Diesmal ist der Anlass ein positiver, die Österreicher fuhren am Sonntag ihren dritten Hallen-EM-Titel nach 2010 und 2018 ein. Und wie schon beim größten Triumph, beim WM-Erfolg 2018, schlugen sie quasi in der Höhle des Löwen zu, nämlich in Deutschland und in einem Finale gegen die Gastgeber. Das 2:1 in Hamburg war nicht nur erfreulich, sondern erklärt auch gut, warum sich Österreich in der Halle um so vieles besser schlägt.

Kleineres Feld, kleinere Teams

Da kommen gleich mehrere Faktoren zum Tragen. Das Feld ist kleiner, die Teams sind kleiner, fünf Feldspieler und ein Goalie sind gleichzeitig im Einsatz, die Feldspieler können sich fast ständig mit bis zu fünf Austauschspielern abwechseln. Drinnen stellt ein kleines Land quasi leichter eine schlagkräftige Truppe auf als draußen, wo doppelt so viele Feldspieler aufzubieten sind.

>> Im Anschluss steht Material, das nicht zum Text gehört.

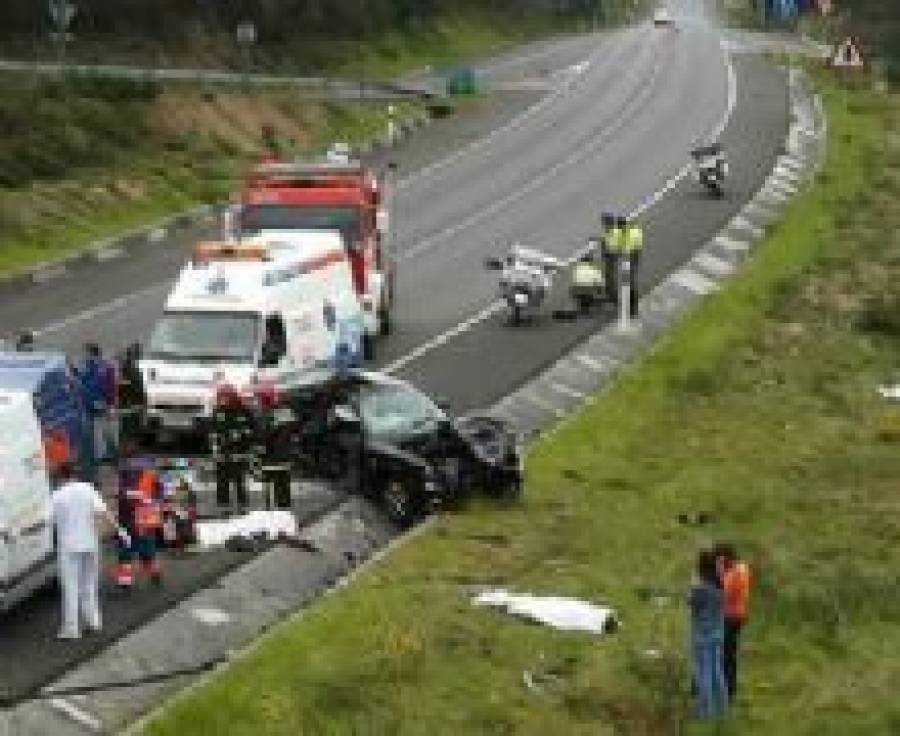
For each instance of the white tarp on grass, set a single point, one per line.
(566, 614)
(269, 523)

Viele der österreichischen Europameister sind seit Jahren als Legionäre in Deutschland tätig, allen voran Michael Körper, der in Hamburg mit insgesamt 14 Toren herausragte, und Fabian Unterkircher, der im Finale zweimal traf und als bester Spieler des Turniers ausgezeichnet wurde.

Herausragender Goalie

Im Freien, no na, spielt Athletik eine größere Rolle, in der Halle kommt es noch mehr auf Stocktechnik und Ballbehandlung an. Der Ball ist prinzipiell flach zu halten, er darf nicht wie draußen geschlagen oder gelupft werden, allein innerhalb des Schusskreises sind hohe Schlenzer aufs Tor erlaubt.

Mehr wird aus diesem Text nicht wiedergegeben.